Posted: March 15, 2017

Last Updated: March 15, 2017

Due: April 2, 2017

In this project you will apply your data wrangling and exploratory data analysis skills to baseball data. In particular, we want to know how well did Moneyball work for the Oakland A's. Was it worthy of a movie?

We’ll be looking at data about teams in Major League Baseball. A couple of important points:

Major League Baseball is a professional baseball league, where teams pay players to play baseball. The goal of each team is to win as many games out of a 162 game season as possible. Teams win games by scoring more runs than their adversary. In principle, better players are costlier, so teams that want good players need to spend more money. Teams that spend the most, frequently win the most. So, the question is, how can a team that can’t spend so much win? The basic idea that Oakland (and other teams) used is to redefine what makes a player good. I.e., figure out what player characteristics translated into wins. Once they realized that teams were not really pricing players using these characteristics, they could exploit this to pay for undervalued players, players that were good according to their metrics, but were not recognized as such by other teams, and therefore not as expensive.

You can get more information about this period in baseball history from:

You will be using data from a very useful database on baseball teams, players and seasons curated by Sean Lahman available at http://www.seanlahman.com/baseball-archive/statistics/. The database has been made available as a sqlite database https://github.com/jknecht/baseball-archive-sqlite. sqlite is a light-weight, file-based database management system that is well suited for small projects and prototypes.

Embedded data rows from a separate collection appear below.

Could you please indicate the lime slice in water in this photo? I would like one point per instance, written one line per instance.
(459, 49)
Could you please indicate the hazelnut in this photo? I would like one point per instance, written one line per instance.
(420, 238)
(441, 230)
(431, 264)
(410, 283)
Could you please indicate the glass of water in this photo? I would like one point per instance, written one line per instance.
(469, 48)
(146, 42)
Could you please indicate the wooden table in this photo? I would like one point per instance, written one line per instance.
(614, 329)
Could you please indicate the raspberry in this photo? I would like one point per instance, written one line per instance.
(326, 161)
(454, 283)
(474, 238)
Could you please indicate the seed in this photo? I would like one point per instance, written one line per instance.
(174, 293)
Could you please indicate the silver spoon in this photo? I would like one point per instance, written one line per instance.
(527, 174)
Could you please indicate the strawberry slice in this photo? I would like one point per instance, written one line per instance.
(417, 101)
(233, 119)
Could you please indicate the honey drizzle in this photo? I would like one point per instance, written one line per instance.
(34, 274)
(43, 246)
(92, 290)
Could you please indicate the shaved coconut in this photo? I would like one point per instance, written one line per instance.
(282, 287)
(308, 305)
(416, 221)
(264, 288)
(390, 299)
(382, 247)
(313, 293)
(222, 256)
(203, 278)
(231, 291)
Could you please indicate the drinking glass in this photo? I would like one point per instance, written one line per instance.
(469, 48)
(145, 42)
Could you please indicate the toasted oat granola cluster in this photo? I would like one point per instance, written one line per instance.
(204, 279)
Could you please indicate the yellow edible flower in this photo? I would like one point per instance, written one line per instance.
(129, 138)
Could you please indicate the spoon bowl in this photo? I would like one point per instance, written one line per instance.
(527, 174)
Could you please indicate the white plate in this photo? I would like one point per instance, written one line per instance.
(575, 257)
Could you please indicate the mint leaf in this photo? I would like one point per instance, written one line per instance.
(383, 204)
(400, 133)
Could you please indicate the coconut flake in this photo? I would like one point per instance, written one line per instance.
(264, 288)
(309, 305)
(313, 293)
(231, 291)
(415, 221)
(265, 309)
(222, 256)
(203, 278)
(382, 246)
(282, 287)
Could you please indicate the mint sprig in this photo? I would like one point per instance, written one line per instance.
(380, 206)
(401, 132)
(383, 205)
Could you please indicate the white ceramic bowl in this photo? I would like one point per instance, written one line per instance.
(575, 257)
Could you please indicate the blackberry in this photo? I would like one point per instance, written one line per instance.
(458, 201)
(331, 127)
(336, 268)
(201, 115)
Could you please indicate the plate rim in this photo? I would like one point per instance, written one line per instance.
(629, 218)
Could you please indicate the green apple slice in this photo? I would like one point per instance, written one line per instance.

You can read more about the dataset here: http://seanlahman.com/files/database/readme2014.txt.

You can download the sqlite file directly from github at https://github.com/jknecht/baseball-archive-sqlite/raw/master/lahman2014.sqlite.

You will be accessing the sqlite database in python using the sqlite package. This package provides a straightforward interface to extract data from sqlite databases using standard SQL commands.

Once you establish a connection with the sqlite database, you can store query results directly in a pandas dataframe using the read_sql function.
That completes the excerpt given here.